OASIS is a non-profit based in Middletown, NJ, founded in 2007 by the parent of a child with autism. According to its website, www.oasistlc.org, in 2011 OASIS purchased and established a large farm to use as the base for a transitional program for young adults ages 18-27. At the Transitional Residential Adult Independent Learning (TRAIL) Center, autistic individuals could work, learn and socialize on the farmstead — gaining essential life skills, experience and relationships as they transitioned into adulthood. Then, according to the Court’s decision, in 2015 OASIS endeavored to purchase a second large piece of land in Monmouth County, NJ, where adults who graduated from the TRAIL Center could also live and work.
Enter the Defendants, who first publicly objected to OASIS’ use of the property when it sought a grant from the Monmouth Conservation Foundation Board. According to the facts in the case, one board member publicly expressed a concern about a connection between the Sandy Hook shooting and “a possible link between autism and that tragic event.” Thereafter, the Defendants mounted a campaign to prevent OASIS from purchasing and using the land. Initially, Defendants made public statements against OASIS and wrote letters to the land owner protesting the OASIS purchase and making a “sham,” offer to purchase the property themselves so OASIS could not use it. At one point, the Court explains, “the pressure was enough to cause the owner to terminate his relationship with OASIS.”
After OASIS eventually, later obtained the property, blatant discrimination continued, all of which Defendant readily admitted to. Defendant’s actions ranged from “frightening” graffiti, to trespassing on the OASIS property, to attempting to convince tax assessors that OASIS should pay taxes by giving false information about its use of the property. Ultimately, OASIS had to seek legal counsel and assistance from the courts.

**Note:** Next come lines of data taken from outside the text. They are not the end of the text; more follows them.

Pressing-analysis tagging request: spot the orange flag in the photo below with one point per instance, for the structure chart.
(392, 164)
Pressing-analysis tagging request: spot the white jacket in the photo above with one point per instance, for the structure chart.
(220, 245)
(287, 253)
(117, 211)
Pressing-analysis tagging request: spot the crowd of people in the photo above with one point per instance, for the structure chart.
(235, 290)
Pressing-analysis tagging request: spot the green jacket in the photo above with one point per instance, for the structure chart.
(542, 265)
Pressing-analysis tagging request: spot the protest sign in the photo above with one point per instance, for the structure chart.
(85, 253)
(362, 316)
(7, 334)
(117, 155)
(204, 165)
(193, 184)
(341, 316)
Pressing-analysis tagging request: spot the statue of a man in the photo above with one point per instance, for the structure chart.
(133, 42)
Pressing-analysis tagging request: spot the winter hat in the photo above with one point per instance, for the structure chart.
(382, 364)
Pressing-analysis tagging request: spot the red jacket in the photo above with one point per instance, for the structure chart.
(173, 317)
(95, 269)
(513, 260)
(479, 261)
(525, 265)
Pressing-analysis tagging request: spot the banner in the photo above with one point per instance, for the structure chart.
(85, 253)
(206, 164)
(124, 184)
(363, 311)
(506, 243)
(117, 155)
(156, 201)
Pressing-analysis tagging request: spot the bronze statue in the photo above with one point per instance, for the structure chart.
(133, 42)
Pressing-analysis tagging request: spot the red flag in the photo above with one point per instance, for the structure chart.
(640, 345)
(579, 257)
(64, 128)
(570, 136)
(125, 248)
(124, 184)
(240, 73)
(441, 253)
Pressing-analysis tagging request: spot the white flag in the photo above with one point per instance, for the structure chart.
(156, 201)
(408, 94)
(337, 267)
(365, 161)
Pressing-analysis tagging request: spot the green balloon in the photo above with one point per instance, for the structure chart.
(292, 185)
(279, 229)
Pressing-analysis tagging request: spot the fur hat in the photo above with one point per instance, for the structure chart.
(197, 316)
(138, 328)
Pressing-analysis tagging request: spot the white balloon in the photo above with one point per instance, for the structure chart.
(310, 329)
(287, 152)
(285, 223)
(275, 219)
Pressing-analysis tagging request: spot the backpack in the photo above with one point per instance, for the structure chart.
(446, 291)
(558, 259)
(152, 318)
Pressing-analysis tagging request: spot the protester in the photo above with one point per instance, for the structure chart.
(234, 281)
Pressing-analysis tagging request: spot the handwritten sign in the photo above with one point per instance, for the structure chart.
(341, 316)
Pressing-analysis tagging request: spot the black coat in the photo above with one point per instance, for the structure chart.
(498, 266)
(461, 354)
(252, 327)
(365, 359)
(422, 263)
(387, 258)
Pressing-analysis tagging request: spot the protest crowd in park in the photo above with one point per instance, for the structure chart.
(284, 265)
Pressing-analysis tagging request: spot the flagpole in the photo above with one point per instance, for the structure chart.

The Chancery Court granted Defendants’ Motion to Dismiss and denied OASIS’ claims under the NJ LAD for “failure to state a claim.” (This blog does not address details of OASIS’ other tort claims.) The Superior Court reversed, issuing a strongly worded ruling that OASIS has clear and definite rights under the LAD and can proceed with further claims against defendants.
What Should I Remember About This Case?
The New Jersey Law Against Discrimination (NJ LAD) is the state’s version of Title VII, the parallel federal law which also provides broad protection from discrimination. The NJ LAD prohibits discrimination against a broader scope of individuals and authorizes individual liability for violation, including punitive and compensatory damages.
This ruling offers an updated and published precedent that organizations serving disabled individuals can bring claims under the NJ LAD on behalf of those they serve. Equally important, the Court rejected and reversed the lower court’s holding that the dispute was one between individuals, such that the First Amendment or other immunity protected Defendants’ speech.
The Court stated: “We agree with OASIS that, ‘[w]hile [d]efendants are free to get up on their proverbial soapbox and make public their negative views about people afflicted with autism, such expression loses its First Amendment protection when it is used as a vehicle for discriminatory conduct that violates the LAD and State’s interest in eliminating discrimination.”